Forum Moderators: Robert Charlton & goodroi
User-agent: Googlebot
Disallow: /
What I have noticed is that google is somehow getting some of the pages anyway. out of about 20,000 they have now about 3,670.
also interesting is that on the search results page for:
oursitename site:www.example.com
google shows: Results 1 - 9 of about 3,670
And, only 9 url links without title or description show up. No way to access any of the other supposed 3,670 results.
We have another site that has same pages and the reason we block google from the mirror site is to avoid penalty. Concerned about these pages getting in despite the robots.txt block, and possible penalty.
Any help on understanding this would be appreciated.
[edited by: ciml at 6:06 pm (utc) on July 7, 2005]
[edit reason] Examplified [/edit]
The URL-only listings indicate that Google are doing the right thing, so the question is how they found the URLs.
My guess is that either Google visited the site before the /robots.txt was added, or there's some other way for Googlebot to see links to those URLs.

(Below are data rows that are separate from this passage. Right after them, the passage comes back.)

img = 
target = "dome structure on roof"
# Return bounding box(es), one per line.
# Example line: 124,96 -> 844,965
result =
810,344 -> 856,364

As ciml says. Also my understanding is that if other sites link to you Googlebot will index those links during spidering, but then not flesh them in with content when another bot returns to index the content. You can remove those listings (until the same thing happens again) using the Google robots.txt removal tool but use great caution with it!
I didn't follow the classic sandbox affect like other sites, it was more deliberate.
The domain name came up renewal two months ago, and I decided to block googlebot and move the content to a new domain.
Two weeks later the site started to get google traffic.
Go figure
[edited by: minnapple at 4:38 am (utc) on July 8, 2005]